"Thou shalt not kill, but needst not strive Officiously to keep alive."
The individual's right to be let alone conflictswith the advancement of Society...
(Following are excerpts from a lecture delivered this month in New York by Dr. Henry K. Beecher, Dorr Professor of Research in Anaesthesia. The speech gains added significance in the light of the heart and other organ transplants performed since it was written.)
Not long ago, in company with several others, I made a project site visit to a great Southern university. During the course of that visit we were told about a man on their wards who had been hopelessly unconscious for more than a year. He got pneumonia. The question was, should he be treated? He was. And the reasons he was treated do not reflect any very great credit on his institution. He was treated, as the medical personnel pointed out, "because the nurses made us do it." This was neither a humanitarian nor a medical decision: it was simply an emotional decision. Please do not think that I decry the compassion of those nurses. It stems from their very best qualities. But we had better take a look at the consequences of this decision.
It costs about $30,000 per year, probably more, to maintain such an individual. It is not, I insist, crass to speak of money in such a situation: Money is human life in a hospital. If we had more money we cohld save more lives. Remember, this man was hopelessly unconscious. Are we obliged to treat such an individual when he can be kept "alive" only by extraordinary means? Pope Pius XII answered that question plainly, clearly: "No, you are not," he said.

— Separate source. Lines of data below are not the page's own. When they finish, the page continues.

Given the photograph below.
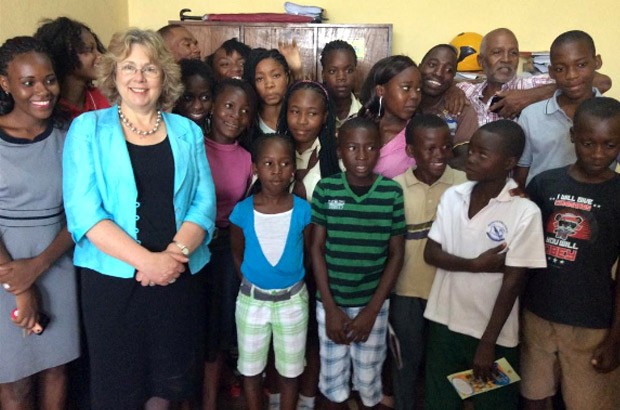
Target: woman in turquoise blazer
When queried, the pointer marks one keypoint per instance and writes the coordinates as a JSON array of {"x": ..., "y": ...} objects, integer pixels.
[{"x": 140, "y": 206}]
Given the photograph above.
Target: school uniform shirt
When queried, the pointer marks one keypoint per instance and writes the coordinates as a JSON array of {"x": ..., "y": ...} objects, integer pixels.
[
  {"x": 547, "y": 136},
  {"x": 356, "y": 105},
  {"x": 464, "y": 301},
  {"x": 314, "y": 174},
  {"x": 421, "y": 201}
]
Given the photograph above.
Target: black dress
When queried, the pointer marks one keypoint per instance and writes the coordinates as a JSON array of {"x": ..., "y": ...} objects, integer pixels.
[{"x": 145, "y": 341}]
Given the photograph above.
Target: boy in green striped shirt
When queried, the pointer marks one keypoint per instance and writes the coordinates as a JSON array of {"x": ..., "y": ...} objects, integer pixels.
[{"x": 357, "y": 252}]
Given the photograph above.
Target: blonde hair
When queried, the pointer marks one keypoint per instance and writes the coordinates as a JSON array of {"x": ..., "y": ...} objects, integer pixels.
[{"x": 119, "y": 49}]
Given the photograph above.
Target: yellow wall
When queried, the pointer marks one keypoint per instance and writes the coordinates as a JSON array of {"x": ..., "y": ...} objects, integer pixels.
[
  {"x": 417, "y": 25},
  {"x": 22, "y": 17}
]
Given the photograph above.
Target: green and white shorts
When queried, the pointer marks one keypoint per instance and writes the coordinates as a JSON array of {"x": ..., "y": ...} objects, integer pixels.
[{"x": 257, "y": 320}]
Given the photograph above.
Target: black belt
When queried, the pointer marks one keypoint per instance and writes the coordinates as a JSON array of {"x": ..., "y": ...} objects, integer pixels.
[{"x": 270, "y": 295}]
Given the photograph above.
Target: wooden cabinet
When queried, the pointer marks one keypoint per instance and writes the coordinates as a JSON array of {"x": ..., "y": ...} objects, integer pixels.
[{"x": 372, "y": 42}]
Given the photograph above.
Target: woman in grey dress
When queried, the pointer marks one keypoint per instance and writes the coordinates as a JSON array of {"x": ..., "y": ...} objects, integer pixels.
[{"x": 36, "y": 272}]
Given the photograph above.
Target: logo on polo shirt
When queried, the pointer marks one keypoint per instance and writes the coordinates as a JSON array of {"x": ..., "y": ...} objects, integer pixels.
[
  {"x": 496, "y": 231},
  {"x": 337, "y": 204}
]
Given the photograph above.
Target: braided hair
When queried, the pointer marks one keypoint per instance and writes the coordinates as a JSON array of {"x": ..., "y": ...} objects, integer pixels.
[{"x": 328, "y": 158}]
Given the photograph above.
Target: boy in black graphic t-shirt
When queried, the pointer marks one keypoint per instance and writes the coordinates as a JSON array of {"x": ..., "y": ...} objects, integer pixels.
[{"x": 571, "y": 319}]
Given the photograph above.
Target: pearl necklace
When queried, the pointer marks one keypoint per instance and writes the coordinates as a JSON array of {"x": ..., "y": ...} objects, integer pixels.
[{"x": 134, "y": 129}]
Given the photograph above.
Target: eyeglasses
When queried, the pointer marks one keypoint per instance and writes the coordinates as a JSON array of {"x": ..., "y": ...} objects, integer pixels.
[{"x": 149, "y": 71}]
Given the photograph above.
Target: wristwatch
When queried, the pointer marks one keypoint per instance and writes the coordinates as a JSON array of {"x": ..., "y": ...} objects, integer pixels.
[{"x": 184, "y": 249}]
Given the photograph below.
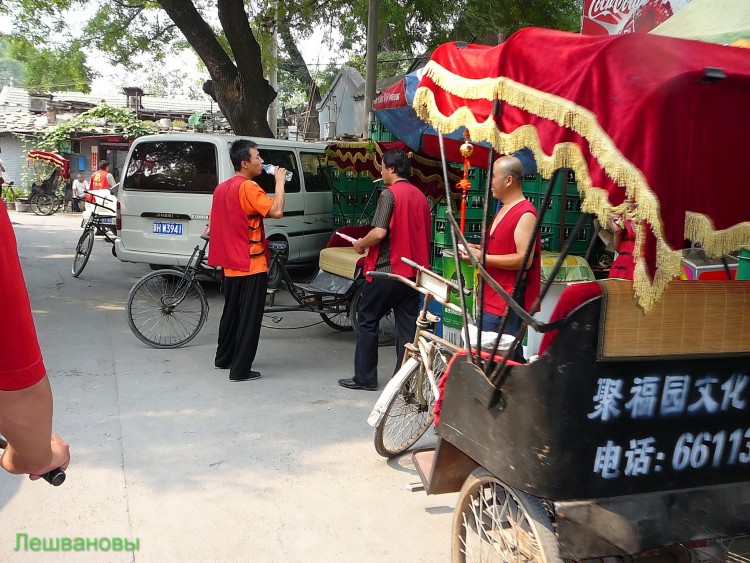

A little later we can consider the Church's attitude to these and related matters.
In the meantime let us return to considering the further consequences of treating this hopelessly unconscious man's pneumonia: If the average hospital stay is two weeks, then by occupying a bed for a year, such a patient has kept 26 others out of the hospital, others who are salvageable, as this man is not. With the present critical shortage of hospital beds, the admission of patients, even those with cancer, may be delayed for some weeks, possibly long enough for the disease to progress from the curable to the incurable state. Thus we may sacrifice those who can be saved to those who cannot. Can anyone believe in the situation I have described, that first things were truly put first?
As medicine's power for prevention, for healing grows, as progress made in conceptual and technical matters grows, it is evident that moral and ethical problems increase in kinds and in complexity. I think it may be profitable to take a look at the underlying situation. And to do this will require an examination of some underlying propositions.
In the first place, it is startling to observe how a single procedure can turn a controversy that might have been limited to a laboratory into everybody's business; for example, the injection of live cancer cells into unknowing, unconsenting subjects. Suddenly almost everyone begins to watch the medical scientist: his privacy and the privacy of his laboratory are abruptly invaded. The invasion of privacy works in two directions; it can involve the investigator no less than the subject.
The word privacy did not appear in legal literature until 1890, when Warren and Brandeis discussed it. There is nothing said about privacy in the United States Constitution.
The invasion of privacy takes many forms....
A serious invasion of privacy is the use of subjects in experimentation without their knowledge or specific consent....
The scientist recognizes the need for straightening out his own house and he has attempted to do so through the establishment of guiding codes. In most cases these are quite unrealistic and quite unsatisfactory. Their problems and shortcomings are great.
These remarks will be limited to the single situation of the unconscious and irretrievably injured man who is kept "alive" only by extraordinary means. Four very different kinds of questions arise from this situation:
* Under what circumstances, if ever, shall extraordinary means of support be terminated, with death to follow?
* From the earliest times the moment of death has been recognized as the time the heart beat ceased. Is there adequate evidence now that the "moment of death" should be advanced to coincide with brain death while the heart continues to beat?